Whenever in a faster corner and turning with no or very little understeer, the wheel goes almost completely limb, quite annoying.
I would turn down "Tyre Slip" effects in wheel settings. This is the effect that makes the wheel goes light when understeering, and I find most games tend to exaggerate this effect. Around 20% would be a good setting. SAT is the steering force and you want this as high as possible.
I have been cross checking FFB across a lot of sims lately (GTR2, LFS, AC, GSCE) and there are basically 2 main forces in FFB:
1) SAT - this is the force from steering rack (pulls the wheel straight after a turn - hence the name self aligning) and gives you mass transfer info. Very useful and you want this as high as possible
2) Tyre grip/slip - simulates the light steering feel when you lose grip in tires (mostly understeer, because oversteer affects the rear tyres and you don't steer with rear tyres
). Most games tend to over exaggerate this effect. The older sims does it, but the newer ones (LFS, AC) doesn't and it's only a subtle effect, just like in real life (yes, I have understeered and almost crashed into a fence once). EDIT: In Dirt Rally this seems to be a setting for rear tyres breaking lose, NOT front.
All other forces are "canned" effects that are just added random vibrations. You can safely turn these off as they provide no info about the actual car physics and just serves to muddle up the pure SAT forces. Also turn off steering center force. This is an old FFB "shortcut" when game physics didn't accurately simulate SAT.
1. No concise explanation of the complex pace notes; I might not have complete knowledge of how they work, but please explain to me how to deal with a 'crest-jump' and what gear to take a 'square' corner in.
http://blog.codemasters.com/dirt/04/co-driver-calls-explained/
Give this a good read, it explains everything about the numbers and additional descriptions. Also, it shows you how much work they actually put into the pacenotes (they strapped the guy to a motion simulator just to give the effect of talking while going over rough bumps). It's not just simple computer generated notes. Of course with such a wide variety of cars and surfaces a few corners are always going to be a bit off, but it's the best that we can expect from a studio of Codemasters size.

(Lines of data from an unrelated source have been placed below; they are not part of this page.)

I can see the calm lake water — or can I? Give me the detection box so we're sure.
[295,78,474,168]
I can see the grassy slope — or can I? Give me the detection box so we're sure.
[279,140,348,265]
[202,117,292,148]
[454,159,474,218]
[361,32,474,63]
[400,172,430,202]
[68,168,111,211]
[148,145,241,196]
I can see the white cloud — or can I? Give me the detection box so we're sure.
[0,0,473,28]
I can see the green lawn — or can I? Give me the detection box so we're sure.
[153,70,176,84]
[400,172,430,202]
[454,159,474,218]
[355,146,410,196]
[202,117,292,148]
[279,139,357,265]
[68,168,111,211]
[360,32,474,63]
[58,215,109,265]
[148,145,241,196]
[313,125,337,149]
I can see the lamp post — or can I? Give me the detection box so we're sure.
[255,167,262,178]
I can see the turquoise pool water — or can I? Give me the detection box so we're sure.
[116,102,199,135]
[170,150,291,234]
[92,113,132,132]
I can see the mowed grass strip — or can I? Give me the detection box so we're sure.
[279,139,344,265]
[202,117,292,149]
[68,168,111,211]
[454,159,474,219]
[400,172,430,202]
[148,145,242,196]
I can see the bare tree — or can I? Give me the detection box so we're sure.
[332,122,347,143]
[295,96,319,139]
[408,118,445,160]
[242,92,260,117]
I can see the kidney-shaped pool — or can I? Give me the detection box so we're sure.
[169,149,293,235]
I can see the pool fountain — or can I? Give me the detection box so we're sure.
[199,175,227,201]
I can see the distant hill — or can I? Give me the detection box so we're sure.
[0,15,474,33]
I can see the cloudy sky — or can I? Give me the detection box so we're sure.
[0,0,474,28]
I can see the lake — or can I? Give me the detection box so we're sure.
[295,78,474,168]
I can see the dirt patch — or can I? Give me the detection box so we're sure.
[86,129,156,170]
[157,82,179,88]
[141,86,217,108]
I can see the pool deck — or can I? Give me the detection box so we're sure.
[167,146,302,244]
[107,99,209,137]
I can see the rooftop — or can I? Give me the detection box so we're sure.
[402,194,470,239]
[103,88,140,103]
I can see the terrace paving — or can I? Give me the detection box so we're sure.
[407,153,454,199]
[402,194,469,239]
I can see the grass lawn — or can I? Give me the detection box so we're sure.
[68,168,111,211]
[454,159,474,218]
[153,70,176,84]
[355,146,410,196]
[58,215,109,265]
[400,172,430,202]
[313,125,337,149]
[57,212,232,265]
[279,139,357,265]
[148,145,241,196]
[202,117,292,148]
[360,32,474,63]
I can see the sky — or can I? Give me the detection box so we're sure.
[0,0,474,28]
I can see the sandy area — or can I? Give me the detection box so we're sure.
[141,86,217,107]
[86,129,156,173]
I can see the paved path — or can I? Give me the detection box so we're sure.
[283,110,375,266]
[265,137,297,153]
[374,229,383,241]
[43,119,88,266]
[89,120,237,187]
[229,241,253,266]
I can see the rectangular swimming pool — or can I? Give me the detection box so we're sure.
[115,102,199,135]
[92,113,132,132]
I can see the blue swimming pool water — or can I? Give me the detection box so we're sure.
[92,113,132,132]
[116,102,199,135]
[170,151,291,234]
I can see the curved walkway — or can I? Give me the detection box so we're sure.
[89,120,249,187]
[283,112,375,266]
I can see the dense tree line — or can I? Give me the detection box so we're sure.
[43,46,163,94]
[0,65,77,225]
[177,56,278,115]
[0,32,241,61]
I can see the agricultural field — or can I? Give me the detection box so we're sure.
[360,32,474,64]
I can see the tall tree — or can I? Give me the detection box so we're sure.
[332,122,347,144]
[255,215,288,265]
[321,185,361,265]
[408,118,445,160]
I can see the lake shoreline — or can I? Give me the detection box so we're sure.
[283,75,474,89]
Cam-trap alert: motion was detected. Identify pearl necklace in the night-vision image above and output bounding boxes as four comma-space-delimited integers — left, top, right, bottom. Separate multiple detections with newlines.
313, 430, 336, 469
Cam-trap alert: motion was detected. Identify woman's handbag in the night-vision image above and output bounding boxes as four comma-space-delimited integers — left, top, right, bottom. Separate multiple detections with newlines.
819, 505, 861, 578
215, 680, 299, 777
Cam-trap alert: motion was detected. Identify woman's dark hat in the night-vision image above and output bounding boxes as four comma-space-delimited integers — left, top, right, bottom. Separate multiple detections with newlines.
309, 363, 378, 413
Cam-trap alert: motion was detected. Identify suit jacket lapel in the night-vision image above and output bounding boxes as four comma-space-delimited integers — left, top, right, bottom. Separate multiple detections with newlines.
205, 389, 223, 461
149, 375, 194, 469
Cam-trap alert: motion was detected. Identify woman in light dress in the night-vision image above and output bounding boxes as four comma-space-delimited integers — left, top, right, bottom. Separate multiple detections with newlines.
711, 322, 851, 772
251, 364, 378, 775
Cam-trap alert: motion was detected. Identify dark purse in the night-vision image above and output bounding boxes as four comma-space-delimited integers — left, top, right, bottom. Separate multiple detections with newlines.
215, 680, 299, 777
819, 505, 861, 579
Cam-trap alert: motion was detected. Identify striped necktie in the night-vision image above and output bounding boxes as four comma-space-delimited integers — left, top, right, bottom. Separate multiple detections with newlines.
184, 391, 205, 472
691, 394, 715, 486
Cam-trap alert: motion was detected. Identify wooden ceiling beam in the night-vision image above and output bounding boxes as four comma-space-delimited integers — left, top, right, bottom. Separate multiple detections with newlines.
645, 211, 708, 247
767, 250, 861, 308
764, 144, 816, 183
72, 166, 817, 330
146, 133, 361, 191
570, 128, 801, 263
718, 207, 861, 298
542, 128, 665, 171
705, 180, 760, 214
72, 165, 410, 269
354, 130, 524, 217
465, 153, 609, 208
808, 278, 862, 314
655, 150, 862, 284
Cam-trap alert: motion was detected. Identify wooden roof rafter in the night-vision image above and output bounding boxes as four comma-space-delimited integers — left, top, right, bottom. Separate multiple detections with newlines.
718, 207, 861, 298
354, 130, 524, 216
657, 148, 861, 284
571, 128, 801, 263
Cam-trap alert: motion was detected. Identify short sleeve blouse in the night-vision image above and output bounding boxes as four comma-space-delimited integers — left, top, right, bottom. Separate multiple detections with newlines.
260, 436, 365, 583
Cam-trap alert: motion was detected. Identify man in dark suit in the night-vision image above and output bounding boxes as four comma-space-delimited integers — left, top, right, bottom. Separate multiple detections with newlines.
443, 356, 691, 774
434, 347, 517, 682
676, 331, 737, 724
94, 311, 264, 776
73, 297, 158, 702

T300 ps4, force feedback is very good. Best ffb from Codemasters ever. Off course all the moaning is just overaction from the so called hardcore gamers.. I not even sure they have the game...
Just because you are less sensitive to FFB than others, doesn't mean there isn't a problem. At the end of the day we all just want the best physics and FFB possible, it's called constructive criticism.